W ramionach Ojca
Czasami mam wrażenie, że dzięki temu, że nie widzę, mogę przeżyć więcej...
2018-10-31
Trudno ubrać w słowa maleńką cząstkę życia, którą chcę się podzielić z innymi. Wiara jest pomostem, pozwalającym mi bezpiecznie przejść przez wszystkie trudności, ramionami dobrego Ojca, które przytulą, gdy dzieje się coś złego. Wiara jest także radością z tego, że coś, co zamierzyłam, układa się tak, jak wcześniej zaplanowałam. Brak wzroku nie jest dla mnie tragedią, jest doświadczeniem, a właściwie wyzwaniem, które podejmuję w mojej codzienności. Czasami mam wrażenie, że dzięki temu, że nie widzę, mogę przeżyć więcej...
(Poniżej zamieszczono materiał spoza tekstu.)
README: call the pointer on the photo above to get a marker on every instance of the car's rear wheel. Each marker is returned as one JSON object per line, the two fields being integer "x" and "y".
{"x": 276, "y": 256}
W 2003 roku byłam wraz z moimi koleżankami i wychowawczyniami na audiencji u Ojca świętego Jana Pawła II. Po spotkaniu podeszłyśmy do papieża. Ojciec święty dotknął mojego policzka, pobłogosławił i coś powiedział, ale było to dla mnie zbyt silne przeżycie, dlatego owych słów nawet nie pamiętam. Pięć lat później natomiast byłyśmy na audiencji u Ojca świętego Benedykta XVI. Papież pobłogosławił kamień węgielny do nowo wybudowanej laskowskiej szkoły podstawowej. Spotkania z najważniejszymi osobami w Kościele uznaję za ogromną łaskę, której światło towarzyszy mi w kolejnych latach życia.
Kim właściwie jestem? Kobietą, która chce przełamywać stereotypy, dążąc do spełnienia tego, co sobie w dzieciństwie wymarzyła. Z wykształcenia jestem nauczycielką: tyflo- i oligofrenopedagogiem, co umożliwia mi pracę z dziećmi niepełnosprawnymi. Zawsze chciałam pomagać innym, nieść nadzieję rodzicom, których wymarzone, często idealizowane przed narodzinami dziecko, nie może spełnić ich oczekiwań. Obecnie pracuję w specjalnym Ośrodku Szkolno-Wychowawczym dla Dzieci Niewidomych i Słabowidzących w Rabce-Zdroju, gdzie prowadzę muzykoterapię. Zajęcia te dają mi wiele radości. Jest to niepowtarzalna okazja, by spędzić czas z dziećmi i młodzieżą, odpowiedzieć na ich muzyczne potrzeby i po prostu porozmawiać. Dziękuję Opatrzności za to, że zsyła osoby, które umożliwiają mi realizację moich marzeń.
Nie samą pracą jednak człowiek żyje. W niedalekiej przyszłości chciałabym założyć rodzinę, bo przecież wiele osób niewidomych doskonale realizuje się jako małżonkowie i rodzice.